Dispatching Marines on California highways is an obvious violation of the Posse Comitatus Act (18 U.S.C. § 1385) passed on June 16, 1878. The Act prohibits members of the federal uniformed services, including military police, from working with state and local police and law enforcement.

However, since September 11, 2001, the federal government has increasingly ignored Posse Comitatus. On October 1, 2008, the U.S. Army announced its 3rd Infantry Division’s 1st Brigade Combat Team will be under the day-to-day control of the Northern Command, ostensibly “on call” to respond to emergencies and disasters.

“They may be called upon to help with civil unrest and crowd control or to deal with potentially horrific scenarios such as massive poisoning and chaos in response to a chemical, biological, radiological, nuclear or high-yield explosive, or CBRNE, attack,” the Army Times reported on September 30. “Training for homeland scenarios has already begun at Fort Stewart and includes specialty tasks such as knowing how to use the ‘jaws of life’ to extract a person from a mangled vehicle; extra medical training for a CBRNE incident; and working with U.S. Forestry Service experts on how to go in with chainsaws and cut and clear trees to clear a road or area.”
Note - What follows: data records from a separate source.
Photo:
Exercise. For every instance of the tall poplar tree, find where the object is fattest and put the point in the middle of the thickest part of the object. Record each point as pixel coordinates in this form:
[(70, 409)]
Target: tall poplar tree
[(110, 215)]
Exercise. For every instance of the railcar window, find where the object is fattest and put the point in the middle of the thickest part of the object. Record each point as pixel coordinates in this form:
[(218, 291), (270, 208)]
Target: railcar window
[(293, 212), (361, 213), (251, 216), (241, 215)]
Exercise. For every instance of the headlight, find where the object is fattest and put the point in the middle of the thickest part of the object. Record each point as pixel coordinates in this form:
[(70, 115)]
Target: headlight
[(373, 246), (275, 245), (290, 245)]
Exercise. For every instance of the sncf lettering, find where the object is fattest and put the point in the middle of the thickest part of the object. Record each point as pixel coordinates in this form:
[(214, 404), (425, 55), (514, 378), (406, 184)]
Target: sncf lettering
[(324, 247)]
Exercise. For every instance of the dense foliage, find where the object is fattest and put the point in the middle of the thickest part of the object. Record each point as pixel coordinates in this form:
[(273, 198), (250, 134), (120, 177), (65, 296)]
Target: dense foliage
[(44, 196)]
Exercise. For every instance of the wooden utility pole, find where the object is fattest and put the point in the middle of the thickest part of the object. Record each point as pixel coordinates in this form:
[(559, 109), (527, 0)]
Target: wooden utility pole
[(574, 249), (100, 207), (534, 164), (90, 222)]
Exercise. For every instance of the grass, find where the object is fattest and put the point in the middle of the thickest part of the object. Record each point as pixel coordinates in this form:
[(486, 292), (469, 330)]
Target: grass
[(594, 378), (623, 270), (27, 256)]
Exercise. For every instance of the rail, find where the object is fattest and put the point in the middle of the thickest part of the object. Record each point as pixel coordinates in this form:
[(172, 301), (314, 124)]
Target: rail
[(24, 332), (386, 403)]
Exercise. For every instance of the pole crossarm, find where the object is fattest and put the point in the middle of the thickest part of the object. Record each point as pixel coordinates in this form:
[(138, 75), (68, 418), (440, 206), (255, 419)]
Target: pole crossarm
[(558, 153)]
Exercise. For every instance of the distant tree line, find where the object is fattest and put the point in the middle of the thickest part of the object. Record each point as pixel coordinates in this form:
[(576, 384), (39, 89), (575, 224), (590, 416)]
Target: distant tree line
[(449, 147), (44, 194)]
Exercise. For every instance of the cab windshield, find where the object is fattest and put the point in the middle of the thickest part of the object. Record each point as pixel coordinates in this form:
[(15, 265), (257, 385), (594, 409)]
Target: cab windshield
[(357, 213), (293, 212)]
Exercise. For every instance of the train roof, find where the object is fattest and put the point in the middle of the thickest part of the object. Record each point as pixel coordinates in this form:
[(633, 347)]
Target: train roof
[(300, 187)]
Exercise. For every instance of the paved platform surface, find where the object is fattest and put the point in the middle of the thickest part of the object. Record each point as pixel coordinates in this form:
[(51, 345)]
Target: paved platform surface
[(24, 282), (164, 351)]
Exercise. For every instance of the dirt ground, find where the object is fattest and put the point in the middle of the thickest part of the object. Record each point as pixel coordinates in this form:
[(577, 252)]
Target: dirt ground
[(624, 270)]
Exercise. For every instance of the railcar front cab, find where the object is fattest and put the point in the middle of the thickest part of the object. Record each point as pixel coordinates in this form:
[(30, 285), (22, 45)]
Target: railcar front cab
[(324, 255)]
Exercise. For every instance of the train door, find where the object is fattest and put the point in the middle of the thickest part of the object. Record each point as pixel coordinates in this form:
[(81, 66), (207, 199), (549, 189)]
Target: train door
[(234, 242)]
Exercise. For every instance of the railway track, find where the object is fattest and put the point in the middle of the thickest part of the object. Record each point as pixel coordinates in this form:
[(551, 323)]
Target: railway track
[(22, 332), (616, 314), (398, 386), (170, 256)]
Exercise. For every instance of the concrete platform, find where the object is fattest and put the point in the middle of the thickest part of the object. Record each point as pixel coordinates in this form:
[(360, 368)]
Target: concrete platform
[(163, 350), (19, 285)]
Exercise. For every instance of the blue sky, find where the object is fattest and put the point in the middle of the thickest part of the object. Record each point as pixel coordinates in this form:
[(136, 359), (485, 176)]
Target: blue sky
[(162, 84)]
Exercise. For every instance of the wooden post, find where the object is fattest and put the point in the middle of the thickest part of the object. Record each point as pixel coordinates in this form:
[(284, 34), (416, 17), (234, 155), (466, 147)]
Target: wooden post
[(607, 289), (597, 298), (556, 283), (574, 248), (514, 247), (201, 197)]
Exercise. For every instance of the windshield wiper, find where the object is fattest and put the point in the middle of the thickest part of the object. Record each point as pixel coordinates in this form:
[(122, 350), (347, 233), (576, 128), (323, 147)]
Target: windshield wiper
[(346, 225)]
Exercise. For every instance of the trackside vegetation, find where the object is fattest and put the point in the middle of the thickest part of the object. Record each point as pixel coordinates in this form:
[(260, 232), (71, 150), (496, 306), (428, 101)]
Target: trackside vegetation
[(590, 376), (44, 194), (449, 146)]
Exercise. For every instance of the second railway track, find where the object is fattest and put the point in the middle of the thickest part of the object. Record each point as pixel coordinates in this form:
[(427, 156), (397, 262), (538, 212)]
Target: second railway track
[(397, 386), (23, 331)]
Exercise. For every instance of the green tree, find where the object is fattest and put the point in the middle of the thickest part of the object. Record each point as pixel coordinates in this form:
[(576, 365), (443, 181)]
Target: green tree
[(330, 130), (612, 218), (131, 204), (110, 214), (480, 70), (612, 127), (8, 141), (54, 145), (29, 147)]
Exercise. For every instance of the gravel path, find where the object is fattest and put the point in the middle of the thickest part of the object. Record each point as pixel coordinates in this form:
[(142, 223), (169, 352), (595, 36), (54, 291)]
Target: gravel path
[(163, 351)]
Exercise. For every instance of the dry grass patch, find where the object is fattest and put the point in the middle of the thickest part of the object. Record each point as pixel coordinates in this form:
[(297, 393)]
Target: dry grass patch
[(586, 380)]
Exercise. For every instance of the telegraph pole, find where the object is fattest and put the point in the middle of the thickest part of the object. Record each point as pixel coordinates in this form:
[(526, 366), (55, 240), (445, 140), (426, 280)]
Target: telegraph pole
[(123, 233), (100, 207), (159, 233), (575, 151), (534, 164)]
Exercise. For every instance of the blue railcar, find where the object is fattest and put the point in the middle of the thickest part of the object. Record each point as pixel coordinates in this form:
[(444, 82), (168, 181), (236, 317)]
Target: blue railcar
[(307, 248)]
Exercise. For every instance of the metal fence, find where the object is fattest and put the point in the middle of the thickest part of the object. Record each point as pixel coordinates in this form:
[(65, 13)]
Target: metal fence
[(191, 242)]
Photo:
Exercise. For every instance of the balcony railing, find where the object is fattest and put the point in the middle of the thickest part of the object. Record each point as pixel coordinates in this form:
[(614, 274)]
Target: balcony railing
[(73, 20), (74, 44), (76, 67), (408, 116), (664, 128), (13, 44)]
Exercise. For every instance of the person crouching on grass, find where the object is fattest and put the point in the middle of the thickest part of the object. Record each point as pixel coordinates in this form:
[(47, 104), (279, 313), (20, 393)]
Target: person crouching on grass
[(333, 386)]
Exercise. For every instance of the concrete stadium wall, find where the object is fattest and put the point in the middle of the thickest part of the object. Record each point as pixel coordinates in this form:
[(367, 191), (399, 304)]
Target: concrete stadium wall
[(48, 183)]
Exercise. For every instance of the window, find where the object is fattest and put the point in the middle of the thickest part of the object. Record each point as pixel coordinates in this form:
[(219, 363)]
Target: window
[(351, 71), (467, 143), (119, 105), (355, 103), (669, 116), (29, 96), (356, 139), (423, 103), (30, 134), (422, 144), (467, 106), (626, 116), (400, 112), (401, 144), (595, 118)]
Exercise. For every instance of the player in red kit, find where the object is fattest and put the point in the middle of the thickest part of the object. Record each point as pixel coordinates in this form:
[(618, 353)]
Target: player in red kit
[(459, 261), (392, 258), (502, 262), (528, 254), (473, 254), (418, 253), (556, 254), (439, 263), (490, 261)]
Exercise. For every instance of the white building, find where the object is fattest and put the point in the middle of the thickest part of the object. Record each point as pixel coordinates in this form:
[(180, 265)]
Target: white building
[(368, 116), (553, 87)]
It is not explained how assisting in traffic accidents falls within the purview of Homeland Security and the military. It appears that the Marines are using this very pretense in San Bernardino County to “cut down of traffic accidents,” a task normally reserved for local law enforcement.
Indeed. From Infowars, via Rattlesnake in this Kitco thread. What can be the reason for this? You have to wonder if Awakened1, in the same thread, is right in suggesting that it's "just another case to condition the people to seeing a military presence in the public". Can anyone think of a better reason for US Marines to be used to find drunk drivers?